Along with Working Mother Media and Diversity Best Practices, She Runs It posted the first round of measurements and winning companies on social media with the hashtag #DBPInclusionIndex. IDAC measures companies’ success at recruiting, training and retaining a diverse workforce based on three main criteria.
These criteria are: Best practices in recruitment, retention and advancement of people from under-represented groups; creating an inclusive culture through leadership, accountability, communications and employee engagement; and transparency in willingness to share workforce demographic data.
While the organization has released stats on select companies, it will present this information more comprehensively during Advertising Week in October.
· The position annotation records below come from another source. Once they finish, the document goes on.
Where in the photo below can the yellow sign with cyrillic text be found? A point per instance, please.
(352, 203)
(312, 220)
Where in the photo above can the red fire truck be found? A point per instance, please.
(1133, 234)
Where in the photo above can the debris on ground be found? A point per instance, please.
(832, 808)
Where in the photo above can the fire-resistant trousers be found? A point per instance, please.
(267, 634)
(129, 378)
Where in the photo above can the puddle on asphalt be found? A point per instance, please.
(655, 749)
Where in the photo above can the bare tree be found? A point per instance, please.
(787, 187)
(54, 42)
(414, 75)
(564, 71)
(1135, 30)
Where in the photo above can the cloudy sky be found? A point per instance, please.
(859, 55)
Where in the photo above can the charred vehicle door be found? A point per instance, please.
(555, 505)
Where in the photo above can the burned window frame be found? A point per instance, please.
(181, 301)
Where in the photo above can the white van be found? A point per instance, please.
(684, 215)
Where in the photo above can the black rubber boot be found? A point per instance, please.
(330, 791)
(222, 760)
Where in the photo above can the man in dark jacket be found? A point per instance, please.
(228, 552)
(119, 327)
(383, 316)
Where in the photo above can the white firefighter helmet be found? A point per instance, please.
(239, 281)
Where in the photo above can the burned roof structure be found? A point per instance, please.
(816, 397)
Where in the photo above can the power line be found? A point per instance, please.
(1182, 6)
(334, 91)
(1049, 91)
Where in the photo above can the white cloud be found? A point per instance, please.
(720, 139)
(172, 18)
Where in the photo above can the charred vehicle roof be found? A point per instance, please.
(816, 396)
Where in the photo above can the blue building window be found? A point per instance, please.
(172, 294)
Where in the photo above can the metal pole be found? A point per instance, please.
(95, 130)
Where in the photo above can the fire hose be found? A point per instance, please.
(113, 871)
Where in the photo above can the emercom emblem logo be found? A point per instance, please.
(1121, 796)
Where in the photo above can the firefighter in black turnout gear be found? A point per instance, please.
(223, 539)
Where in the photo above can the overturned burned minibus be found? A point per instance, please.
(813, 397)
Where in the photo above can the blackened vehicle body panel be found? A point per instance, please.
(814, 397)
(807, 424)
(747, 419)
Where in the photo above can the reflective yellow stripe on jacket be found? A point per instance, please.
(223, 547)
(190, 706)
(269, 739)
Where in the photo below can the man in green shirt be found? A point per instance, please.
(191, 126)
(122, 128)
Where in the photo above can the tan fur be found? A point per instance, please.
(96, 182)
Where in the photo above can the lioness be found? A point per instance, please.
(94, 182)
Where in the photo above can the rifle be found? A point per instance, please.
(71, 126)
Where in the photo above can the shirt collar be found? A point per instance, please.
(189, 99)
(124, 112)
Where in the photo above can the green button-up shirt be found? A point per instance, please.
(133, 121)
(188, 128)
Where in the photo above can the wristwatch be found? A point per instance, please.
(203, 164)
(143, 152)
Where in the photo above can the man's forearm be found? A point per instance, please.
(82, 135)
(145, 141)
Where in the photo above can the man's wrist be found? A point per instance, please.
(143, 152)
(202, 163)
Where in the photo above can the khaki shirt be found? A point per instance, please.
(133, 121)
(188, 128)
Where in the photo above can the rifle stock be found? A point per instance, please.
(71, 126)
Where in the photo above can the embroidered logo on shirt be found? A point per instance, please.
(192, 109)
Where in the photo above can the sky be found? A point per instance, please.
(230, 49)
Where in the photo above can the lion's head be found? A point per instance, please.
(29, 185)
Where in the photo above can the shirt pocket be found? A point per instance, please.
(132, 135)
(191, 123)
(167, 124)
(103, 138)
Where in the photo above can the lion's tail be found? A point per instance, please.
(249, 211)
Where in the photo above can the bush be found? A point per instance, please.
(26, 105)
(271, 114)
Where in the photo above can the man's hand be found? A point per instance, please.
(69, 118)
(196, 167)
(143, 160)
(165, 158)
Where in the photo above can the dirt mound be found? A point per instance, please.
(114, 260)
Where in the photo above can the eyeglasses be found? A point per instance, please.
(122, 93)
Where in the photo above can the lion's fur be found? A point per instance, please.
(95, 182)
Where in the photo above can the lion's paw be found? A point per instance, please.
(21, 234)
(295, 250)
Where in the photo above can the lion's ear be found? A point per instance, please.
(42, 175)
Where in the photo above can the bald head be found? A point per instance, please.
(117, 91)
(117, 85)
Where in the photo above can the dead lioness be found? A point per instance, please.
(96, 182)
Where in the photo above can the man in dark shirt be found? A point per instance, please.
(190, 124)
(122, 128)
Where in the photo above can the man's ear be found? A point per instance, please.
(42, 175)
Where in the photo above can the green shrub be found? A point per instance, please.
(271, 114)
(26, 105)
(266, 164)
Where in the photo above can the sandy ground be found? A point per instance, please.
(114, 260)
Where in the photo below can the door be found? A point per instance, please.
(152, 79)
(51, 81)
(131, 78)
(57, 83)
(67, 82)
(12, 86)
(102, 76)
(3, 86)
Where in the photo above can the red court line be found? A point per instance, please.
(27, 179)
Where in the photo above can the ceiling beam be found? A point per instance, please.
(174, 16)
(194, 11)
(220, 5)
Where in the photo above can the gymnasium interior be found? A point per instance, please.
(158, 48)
In promoting diversity, you need to think about your own circle first.
On a panel called “Champions on the Front Line,” Patty Kim, director of talent acquisition at Conductor, talked about the importance of starting with yourself and your own innate biases before trying to advocate for diversity. You need to think about your own circle, the group of people you go to for ideas, support and growth.
When Kim first did this exercise, she realized her circle was fairly homogenous in thought—it did not represent a diverse community. “You need people who really challenge your ideas,” she said. “Inclusiveness starts with yourself—then you bring it to the workplace.”
“Diversity looks different to different people,” added Ed Frankel, svp and director of talent acquisition at Omnicom Health Group.
You don’t have to be at the top to make a difference.
While it certainly helps to have an ally in a leadership position, “if you have a seat at the table, you can have influence,” said Frankel, adding that you should never give up, even if that means slowly chipping away at established ideas.
One of the best ways to do this is to tell your own story, said Francine Tamakloe, associate in the AMP development program at Spotify. “Being in the room and telling your own story inspires others and saves others,” Tamakloe said in a panel called “Women on Fire.” And while it can be easy to be inspired by others around you, it can sometimes be hard to “see the warrior in yourself,” she added.
“Define what a champion looks like to you, and be it for someone else,” Frankel said.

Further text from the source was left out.